一個機械文明,掌握了這種三級信息網絡,好處是極大的。
而且這讓杜招娣也想到了什么。
‘斬殺君王號’的原型是蟲子君王,而蟲子君王也談不上是個體意識物種,而是集體意識延伸。
這么一分析,‘斬殺君王號’的操縱者,與其說是星甲里面的米爾塔人,不如說是念網演化的集體意志。
而知道高工謀劃的杜招娣,立刻反應過來。
“是不是那個封印物——”
高工默默的點了點頭。
而幾乎就在陰謀家們相互算計的時刻,兩臺星甲也分出了勝負。
隨著‘高達號’展開了第六對神性抑制翼,神性壓制領域徹底綻放。
任何踏入此領域的生命,都會感受到一種源自本能的戰栗——仿佛正站在某個沉睡神明的夢境邊緣;金屬哀鳴,能量湮滅,未授權的武器在抬手的瞬間便化作齏粉,而機甲本身,則如同這片領域的絕對主宰,每一步落下,都伴隨著空間的震顫與法則的臣服。
光芒閃過,斬殺君王號被狠狠的砸出了好幾個天文單位,直接撞在了‘金屬隕石帶’上,撞翻了一堆未變形機甲模塊。
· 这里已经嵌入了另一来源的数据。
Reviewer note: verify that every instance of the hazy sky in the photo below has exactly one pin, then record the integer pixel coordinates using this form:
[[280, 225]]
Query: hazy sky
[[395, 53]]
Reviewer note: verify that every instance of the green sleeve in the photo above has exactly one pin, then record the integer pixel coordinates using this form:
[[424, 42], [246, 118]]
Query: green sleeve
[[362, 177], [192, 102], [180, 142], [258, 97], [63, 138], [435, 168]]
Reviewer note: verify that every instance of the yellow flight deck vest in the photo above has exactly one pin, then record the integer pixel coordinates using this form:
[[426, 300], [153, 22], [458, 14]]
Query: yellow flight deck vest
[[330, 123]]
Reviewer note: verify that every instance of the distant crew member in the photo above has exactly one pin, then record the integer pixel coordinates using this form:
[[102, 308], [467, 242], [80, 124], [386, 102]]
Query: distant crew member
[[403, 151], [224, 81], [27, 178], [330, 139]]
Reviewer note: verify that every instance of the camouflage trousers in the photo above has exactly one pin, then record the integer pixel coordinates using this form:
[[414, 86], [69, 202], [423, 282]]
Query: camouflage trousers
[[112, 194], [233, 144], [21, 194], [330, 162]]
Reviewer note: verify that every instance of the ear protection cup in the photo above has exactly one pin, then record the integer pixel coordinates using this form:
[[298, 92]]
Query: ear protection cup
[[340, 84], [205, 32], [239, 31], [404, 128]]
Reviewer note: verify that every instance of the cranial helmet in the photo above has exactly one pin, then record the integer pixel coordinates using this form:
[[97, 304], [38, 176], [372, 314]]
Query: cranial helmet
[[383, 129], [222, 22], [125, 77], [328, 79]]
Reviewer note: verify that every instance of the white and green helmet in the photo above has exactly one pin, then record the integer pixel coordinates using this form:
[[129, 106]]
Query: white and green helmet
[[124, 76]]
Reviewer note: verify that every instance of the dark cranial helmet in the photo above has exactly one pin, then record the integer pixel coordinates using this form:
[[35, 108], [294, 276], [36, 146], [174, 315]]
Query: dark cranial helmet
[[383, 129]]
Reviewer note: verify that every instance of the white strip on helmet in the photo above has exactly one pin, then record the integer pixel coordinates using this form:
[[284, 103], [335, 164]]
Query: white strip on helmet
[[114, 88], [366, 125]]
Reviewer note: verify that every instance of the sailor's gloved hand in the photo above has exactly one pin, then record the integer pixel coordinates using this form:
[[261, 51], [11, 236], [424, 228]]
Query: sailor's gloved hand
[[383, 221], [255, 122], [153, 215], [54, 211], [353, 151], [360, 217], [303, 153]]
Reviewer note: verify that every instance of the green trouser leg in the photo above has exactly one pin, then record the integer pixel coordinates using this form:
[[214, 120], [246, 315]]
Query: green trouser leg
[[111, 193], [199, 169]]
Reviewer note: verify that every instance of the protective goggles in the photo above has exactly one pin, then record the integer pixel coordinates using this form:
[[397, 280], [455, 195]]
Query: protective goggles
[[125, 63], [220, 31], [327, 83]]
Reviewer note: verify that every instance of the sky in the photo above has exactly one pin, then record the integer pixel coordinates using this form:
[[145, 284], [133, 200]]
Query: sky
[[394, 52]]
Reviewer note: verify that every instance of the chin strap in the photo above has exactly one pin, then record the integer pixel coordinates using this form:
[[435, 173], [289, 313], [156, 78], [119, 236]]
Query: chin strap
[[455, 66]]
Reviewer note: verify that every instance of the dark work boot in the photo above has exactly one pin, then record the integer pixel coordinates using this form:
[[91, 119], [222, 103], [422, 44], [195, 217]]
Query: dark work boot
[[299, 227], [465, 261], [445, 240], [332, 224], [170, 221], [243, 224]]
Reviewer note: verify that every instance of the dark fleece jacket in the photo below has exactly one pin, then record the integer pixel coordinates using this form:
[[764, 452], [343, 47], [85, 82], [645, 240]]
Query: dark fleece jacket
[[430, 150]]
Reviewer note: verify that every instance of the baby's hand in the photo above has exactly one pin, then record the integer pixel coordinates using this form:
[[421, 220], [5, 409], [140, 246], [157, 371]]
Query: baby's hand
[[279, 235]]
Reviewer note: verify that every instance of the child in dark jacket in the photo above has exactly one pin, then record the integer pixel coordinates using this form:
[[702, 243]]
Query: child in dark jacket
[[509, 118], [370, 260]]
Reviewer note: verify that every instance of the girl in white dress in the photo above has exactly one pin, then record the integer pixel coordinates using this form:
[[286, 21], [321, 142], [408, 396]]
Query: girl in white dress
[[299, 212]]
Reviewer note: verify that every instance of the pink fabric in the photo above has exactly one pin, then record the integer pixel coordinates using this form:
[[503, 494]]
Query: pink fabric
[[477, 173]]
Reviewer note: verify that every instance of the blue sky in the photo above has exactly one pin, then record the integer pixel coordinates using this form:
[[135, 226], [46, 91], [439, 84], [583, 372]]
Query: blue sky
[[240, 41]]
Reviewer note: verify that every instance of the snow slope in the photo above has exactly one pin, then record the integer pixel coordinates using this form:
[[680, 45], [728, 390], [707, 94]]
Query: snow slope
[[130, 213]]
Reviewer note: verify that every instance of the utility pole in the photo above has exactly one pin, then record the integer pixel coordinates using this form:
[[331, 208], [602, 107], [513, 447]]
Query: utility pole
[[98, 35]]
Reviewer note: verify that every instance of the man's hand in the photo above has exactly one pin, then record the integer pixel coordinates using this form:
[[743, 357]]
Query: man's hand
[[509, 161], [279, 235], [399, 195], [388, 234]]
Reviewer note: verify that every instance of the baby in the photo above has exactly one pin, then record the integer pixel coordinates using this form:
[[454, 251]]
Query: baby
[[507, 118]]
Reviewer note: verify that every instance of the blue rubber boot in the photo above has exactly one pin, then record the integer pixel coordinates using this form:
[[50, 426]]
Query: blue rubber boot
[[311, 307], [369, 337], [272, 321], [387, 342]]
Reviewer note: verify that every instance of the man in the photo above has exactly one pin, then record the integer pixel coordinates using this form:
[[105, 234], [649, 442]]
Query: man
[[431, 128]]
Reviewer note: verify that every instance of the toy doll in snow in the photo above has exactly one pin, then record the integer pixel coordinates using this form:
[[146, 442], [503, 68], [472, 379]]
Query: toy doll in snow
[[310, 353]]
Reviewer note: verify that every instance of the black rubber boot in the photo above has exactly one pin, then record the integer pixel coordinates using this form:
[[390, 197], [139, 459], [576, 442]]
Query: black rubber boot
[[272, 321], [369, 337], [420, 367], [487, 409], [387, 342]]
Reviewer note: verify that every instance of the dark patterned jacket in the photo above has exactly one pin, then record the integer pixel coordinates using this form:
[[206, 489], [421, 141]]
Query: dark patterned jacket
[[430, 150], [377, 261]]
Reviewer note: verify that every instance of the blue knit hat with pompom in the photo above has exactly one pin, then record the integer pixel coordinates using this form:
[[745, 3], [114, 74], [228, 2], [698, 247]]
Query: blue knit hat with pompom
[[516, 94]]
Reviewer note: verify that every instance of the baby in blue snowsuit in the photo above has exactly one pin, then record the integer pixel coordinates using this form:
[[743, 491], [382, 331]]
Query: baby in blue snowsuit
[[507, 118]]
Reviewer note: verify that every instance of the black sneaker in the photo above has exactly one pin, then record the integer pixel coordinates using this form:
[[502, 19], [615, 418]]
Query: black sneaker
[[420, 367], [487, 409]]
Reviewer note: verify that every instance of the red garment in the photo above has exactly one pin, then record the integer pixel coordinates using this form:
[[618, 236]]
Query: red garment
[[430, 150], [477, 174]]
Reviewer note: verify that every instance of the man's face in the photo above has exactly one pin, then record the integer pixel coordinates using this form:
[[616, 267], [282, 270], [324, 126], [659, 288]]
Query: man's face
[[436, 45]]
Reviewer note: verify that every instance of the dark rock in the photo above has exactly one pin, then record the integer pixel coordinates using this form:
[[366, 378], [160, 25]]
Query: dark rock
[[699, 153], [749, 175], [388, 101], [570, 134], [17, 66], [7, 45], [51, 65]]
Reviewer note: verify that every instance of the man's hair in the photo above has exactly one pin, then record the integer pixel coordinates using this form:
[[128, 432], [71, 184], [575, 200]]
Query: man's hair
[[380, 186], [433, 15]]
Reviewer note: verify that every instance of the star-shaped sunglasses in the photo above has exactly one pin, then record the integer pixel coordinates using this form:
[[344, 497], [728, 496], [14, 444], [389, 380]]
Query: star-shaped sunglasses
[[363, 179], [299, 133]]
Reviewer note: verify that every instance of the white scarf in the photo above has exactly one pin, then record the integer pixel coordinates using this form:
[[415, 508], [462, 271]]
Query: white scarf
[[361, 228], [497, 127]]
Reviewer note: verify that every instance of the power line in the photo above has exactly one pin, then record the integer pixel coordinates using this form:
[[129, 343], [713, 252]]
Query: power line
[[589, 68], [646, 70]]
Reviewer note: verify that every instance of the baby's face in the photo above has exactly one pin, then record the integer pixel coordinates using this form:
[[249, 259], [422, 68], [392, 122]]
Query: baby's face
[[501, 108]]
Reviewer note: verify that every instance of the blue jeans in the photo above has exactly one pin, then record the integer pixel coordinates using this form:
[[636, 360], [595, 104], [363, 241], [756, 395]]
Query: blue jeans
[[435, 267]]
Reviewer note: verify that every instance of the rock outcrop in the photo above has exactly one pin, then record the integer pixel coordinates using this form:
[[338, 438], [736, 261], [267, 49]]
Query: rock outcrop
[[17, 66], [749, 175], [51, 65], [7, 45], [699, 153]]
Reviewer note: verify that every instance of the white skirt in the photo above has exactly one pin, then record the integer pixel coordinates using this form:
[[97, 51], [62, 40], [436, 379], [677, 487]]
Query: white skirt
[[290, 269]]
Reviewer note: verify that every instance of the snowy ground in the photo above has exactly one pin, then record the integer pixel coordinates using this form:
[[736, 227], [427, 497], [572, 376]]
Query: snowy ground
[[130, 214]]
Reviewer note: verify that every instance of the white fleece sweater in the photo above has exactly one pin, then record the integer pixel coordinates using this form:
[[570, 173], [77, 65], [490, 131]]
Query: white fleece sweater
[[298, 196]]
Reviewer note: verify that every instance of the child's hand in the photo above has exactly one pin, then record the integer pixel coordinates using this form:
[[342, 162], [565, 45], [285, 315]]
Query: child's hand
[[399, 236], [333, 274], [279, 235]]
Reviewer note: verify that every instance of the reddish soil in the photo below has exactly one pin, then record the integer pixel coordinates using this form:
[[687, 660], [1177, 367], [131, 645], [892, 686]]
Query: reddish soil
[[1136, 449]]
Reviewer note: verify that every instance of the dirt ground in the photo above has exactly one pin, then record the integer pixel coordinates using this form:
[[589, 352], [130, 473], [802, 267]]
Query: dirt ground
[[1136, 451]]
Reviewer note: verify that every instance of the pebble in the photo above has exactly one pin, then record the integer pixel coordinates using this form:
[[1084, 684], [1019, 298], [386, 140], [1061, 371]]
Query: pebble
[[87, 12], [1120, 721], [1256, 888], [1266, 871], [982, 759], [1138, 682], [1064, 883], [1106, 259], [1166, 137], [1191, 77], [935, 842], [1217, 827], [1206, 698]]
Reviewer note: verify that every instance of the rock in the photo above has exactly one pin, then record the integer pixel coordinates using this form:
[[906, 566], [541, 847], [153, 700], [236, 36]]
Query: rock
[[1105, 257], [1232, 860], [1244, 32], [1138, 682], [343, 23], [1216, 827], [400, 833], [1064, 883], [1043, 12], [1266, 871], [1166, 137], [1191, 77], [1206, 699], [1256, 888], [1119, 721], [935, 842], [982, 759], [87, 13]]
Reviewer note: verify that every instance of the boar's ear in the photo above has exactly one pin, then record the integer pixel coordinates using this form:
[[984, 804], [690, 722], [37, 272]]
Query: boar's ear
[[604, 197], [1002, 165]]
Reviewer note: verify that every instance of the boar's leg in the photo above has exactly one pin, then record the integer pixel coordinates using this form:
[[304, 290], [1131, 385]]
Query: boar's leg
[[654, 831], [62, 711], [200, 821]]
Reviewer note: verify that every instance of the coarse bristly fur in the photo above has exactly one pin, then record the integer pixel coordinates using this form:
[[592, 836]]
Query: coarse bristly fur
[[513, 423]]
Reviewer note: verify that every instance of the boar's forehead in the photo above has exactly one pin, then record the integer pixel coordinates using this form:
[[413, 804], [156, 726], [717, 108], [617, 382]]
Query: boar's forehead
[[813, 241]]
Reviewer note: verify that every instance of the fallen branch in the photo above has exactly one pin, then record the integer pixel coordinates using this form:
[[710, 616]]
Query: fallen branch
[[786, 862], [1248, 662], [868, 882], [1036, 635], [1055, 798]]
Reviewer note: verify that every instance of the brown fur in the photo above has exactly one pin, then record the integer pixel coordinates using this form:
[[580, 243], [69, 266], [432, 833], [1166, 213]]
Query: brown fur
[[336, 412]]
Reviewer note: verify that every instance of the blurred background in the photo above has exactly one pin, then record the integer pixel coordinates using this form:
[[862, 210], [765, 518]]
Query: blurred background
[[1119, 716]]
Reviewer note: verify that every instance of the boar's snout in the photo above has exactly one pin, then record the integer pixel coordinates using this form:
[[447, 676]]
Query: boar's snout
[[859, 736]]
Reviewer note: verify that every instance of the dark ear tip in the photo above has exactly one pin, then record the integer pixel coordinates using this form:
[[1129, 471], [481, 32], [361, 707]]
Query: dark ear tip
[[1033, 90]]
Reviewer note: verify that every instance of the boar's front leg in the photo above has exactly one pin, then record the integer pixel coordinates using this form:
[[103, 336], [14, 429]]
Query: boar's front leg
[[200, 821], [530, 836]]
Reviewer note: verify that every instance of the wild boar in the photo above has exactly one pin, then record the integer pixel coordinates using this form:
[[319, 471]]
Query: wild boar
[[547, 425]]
不過很快,更多的機甲模塊飛了過來,從納米模塊到能源引擎,進行從微觀到整體的修復。
就在修復的差不多的時候,一只機械手掌伸了過來。
斬殺君王號一愣,抬頭,卻發現這只手掌的主人,正是將自己擊敗的對手。
這尊仿蟲族星甲只微微猶豫一下,便就接受了對方的好意。
然而,對方很快就傳來了一個更有意思的指令,它可以通過操作系統的共鳴,有效的調整自己性能,從而提升機器效率。
斬殺君王號再次猶豫了下,又選擇了接受。
畢竟對方性能比自己強、武器比自己強、算法也比自己強。
沒道理貪圖自己什么。
于是,兩尊星甲便找了一塊隕石,高達號開始給對方傳授‘電子十八摸’,哦不,是系統共鳴。
然而,機甲艙內的高·達,早已目瞪口呆。
天見可憐,這些指令可不是自己發出去的。
甚至于,這種‘電子按摩’的手法,還是G先生傳授給他,讓他來刷‘高達號’好感的。
好家伙,我說怎么刷不了好感,搞了半天,原來你是女同,哦不,機同。
原來繼承了高老板手藝的,不僅是我!還有你!!
那么問題來了,這兩臺星甲要是搞上了,自己算什么?生殖器官嗎?
不對啊,這個斬殺君王號的內部,應該也是有人的,自己和她又是什么關系?
兩臺機甲和兩個駕駛員,咱們這種操作,不算是聚眾陰亂吧?
一時間,高·達陷入某種機甲倫理觀不可自拔,總覺得自己成了別人娛樂的工具。
壞了,難不成繼承G老板手藝的,其實不是自己,而是對方?
這也在你的預料之中嗎?G老板!?
而此時在高·達心目中,已經深不可測的G某人,此時正在米爾塔人副議長的陪同下,參觀這座藝術星球的各個三階藝術建筑。
事實上,這不是高工第一次來,也不是一次參觀。
當然,上一次他只是一個路人游客,不要說一些三階建筑不開放,開放了他也進不去,沒這資格。
不過這一次嘛,他算是逛了個爽,從星際雕塑中心到藝術方尖碑、從萬物豐碑到帝國博物館。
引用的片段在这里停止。